17 thoughts on “Joseph Roth: Perlefter

  1. Sheila Ryan

    Renner, I really need to read me some Joseph Roth. Especially seeing as how you crack me up when you say “Joseph Roth” aloud.

  2. Daryl Scroggins

    I like that category of abandoned work. It tends to be best the crazier the writer is (or was). Great throbbing plans for epic explorations of the human condition–set aside for observations of sunlight crossing a floor.

  3. Sheila Ryan

    I’m adopting “abandoned work” as a category next time I organize the papers of a literary individual.

  4. Cooper

    So far I’m not very much in love with Perlefter. The short first chapter was rather lovely. Chapter two and chapter three (so far) are more like essay–“character study”–than narration.

  5. Sheila Ryan

    Be that as it may, Renner, I’m struck by your — what? curiosity? — to see what Roth may have been up to before he abandoned the book. Giving it a chance in the event there’s something there.

    “Curiosity” does not quite capture what I’m struggling to convey.

    Maybe what I have in mind is more like “We keep on reading/Because we’re optimists.”

  6. Daryl Scroggins

    Michael, people who know what will last and have a taste for it will never abandon your work. For instance, your recent story (posted here) about checking on the eternally barking dog across the street is for me a signpost in my psyche pointing to the possibility of making true things.

  7. Sheila Ryan

    Okay, MGS, I got 20 minutes or thereabouts, so I can tell people to go read some of your stories at http://www.michaelgrantsmith.com.

    ‘Cause they are right fine and will sometimes give a person that feeling that’s like iron filings down a tube runs from the back of their skull down into their spine.

    But not in a bad way.

  8. Sheila Ryan

    I guess we kinda hijacked Renner’s post about Joseph Roth.
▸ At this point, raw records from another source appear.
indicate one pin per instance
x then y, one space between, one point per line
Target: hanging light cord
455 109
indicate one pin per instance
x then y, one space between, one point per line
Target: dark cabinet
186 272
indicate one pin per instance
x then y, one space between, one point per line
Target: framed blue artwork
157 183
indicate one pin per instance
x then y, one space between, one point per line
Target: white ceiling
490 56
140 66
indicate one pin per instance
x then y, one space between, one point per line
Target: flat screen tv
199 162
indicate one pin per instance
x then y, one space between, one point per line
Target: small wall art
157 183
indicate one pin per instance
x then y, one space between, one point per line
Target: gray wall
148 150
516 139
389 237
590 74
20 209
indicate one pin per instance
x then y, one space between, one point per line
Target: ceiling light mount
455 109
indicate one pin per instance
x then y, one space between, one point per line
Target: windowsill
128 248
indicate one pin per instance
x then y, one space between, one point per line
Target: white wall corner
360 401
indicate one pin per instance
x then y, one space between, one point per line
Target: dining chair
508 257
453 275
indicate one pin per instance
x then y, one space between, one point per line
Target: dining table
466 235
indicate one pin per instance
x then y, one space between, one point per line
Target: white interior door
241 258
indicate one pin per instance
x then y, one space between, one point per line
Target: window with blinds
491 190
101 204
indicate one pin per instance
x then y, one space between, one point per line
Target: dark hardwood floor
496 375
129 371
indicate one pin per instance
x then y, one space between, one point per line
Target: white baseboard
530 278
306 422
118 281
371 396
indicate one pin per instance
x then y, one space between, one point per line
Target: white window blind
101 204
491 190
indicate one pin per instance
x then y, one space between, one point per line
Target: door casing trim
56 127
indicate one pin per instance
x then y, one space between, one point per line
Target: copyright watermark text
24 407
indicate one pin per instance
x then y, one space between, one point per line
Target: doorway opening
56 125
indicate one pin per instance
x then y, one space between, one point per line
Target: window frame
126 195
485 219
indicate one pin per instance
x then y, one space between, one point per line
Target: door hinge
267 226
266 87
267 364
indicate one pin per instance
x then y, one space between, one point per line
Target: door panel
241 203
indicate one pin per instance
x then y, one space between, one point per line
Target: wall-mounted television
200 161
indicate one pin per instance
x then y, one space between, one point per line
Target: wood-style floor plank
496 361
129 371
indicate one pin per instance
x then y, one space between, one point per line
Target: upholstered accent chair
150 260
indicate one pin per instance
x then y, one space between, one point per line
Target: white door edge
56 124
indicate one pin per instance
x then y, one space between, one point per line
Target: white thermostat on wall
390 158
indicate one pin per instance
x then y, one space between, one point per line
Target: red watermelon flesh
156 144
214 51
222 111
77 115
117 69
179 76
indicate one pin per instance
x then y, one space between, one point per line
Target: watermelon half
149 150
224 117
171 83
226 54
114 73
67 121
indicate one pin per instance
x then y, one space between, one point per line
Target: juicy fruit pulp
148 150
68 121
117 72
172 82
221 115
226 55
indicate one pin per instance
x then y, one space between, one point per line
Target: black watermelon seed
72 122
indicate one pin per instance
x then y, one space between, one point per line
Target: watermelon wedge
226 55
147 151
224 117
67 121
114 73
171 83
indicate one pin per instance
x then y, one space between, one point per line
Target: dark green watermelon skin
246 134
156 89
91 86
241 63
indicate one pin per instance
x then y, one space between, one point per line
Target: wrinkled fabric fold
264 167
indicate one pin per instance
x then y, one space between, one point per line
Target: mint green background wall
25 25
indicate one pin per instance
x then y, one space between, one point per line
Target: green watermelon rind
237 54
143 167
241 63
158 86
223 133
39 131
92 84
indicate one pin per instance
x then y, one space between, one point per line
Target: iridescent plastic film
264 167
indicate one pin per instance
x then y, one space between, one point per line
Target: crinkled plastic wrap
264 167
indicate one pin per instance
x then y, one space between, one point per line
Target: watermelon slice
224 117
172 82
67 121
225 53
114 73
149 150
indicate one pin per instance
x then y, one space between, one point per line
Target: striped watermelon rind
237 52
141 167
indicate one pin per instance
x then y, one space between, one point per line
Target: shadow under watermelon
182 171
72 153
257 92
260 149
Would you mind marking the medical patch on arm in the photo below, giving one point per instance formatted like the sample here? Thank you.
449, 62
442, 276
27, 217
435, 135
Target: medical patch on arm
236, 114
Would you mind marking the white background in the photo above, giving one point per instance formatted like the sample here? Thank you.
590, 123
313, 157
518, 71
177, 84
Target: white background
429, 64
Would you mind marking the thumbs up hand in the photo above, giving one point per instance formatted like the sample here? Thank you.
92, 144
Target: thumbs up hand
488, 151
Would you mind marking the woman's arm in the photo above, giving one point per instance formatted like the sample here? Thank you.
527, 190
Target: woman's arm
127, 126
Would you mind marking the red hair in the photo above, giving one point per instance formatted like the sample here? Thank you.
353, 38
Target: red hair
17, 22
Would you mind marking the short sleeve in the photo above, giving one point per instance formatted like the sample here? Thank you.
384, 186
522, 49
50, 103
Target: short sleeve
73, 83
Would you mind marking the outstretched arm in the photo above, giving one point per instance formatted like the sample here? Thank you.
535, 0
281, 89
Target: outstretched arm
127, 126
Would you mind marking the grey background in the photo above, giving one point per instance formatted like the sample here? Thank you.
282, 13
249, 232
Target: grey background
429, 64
But the way I see it, Joseph Roth is dead (rest his soul, if his soul requires rest), and Michael Grant Smith is alive.

    Which doesn’t mean you can’t read the both of them. Joseph Roth. And Michael Grant Smith.

  9. Erica Braverman

    I’d never heard of Joseph Roth until this post. Cooper, if it gets better, let me know and I’ll add it to my to read list. In the meantime, I’ve got some MGS to read.

  10. Sheila Ryan

    I keep thinking I’ll spot Roth’s “Radetsky March” in a bookstore, but I’m thinking I gotta drive to Madison for that kind of luck.

    They do say you can order books from places afar. And there are libraries and this thing called inter-library loan. And these new-fangled e-books the kids talk about.

    So I shouldn’t let my driftless regional residency stand between me and Joseph Roth. Not really.